Key Words: Devil's Chicken, Glaciers, Flattop Mountain
Word Count: 481
Next Topic: Something Financial
Here's a synopsis of my time from Thursday at lunch to Saturday afternoon:
Ate Chicken Diablo (The Devil's Chicken!) for lunch on Thursday; went to Felix run despite feeling sick to my stomach; had to stop two miles into Felix run and walk back due to crazy bad hamstring pain (first time I can remember ever having to stop a run for injury); went home, checked temperature, it was 100 degrees; napped until 1:30AM and finally evicted the contents of my stomach ... the diablo was still there, I had been poisoned!; by 6AM my fever was gone and I was feeling better (certainly food poisoning); finally ate some food Friday night, but no way I would make Saturday morning's HoustonFIT run (certainly due to the sickness, maybe even due to the hammy, not sure if it's really injured or if Thursday was just a passing pain)
Thursday to Friday - certainly a bad day. I'm really ticked about missed today's run with HoustonFIT, as I'm to the point of Chicago training that I wanted to step up my milage. I hope to try a short run today and get in the long run tomorrow if the hammy is up to it.
Alaska update!I haven't gotten around to writing a narrative of my Alaskan escape, but I have put the pictures online. Here's a very brief description of each day, and link to my photo albums on Snapfish.
Day Zero (I guess) - Some pictures from the plane. Nice ones of ice fields and glaciers near Alaska.
Day One - I took a trip to Denali National Park, home of North American's tallest mountain, Mount McKinley. You have to travel through Denali on bus, so most of my pictures are from various stops or actually from inside the bus.
Day Two - Kenai Peninsula and Kenai Fjords National Park.
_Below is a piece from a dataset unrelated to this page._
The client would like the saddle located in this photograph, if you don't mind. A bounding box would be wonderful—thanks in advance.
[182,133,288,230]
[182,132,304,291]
The park is home to Exit Glacier, which is one of the only glaciers in Alaska you can actually walk up to (I have a thing for glaciers, I don't know why).
Day Three - After the half marathon, I decided to try and climb Flattop Mountain! The mountain is a 3000 some odd foot tall structure just East of Anchorage and is Alaskas most summitted mountain. One website said "a few people die each year climbing it" but another said "grandma can make it with some stops". There's no way granny and her walker could summit this thing, and with rain starting, my running shoes were getting poor grip on the slippery rock (and I was tired as hell), so I didn't quite make it to the top, stopping about 100 feet from the summit.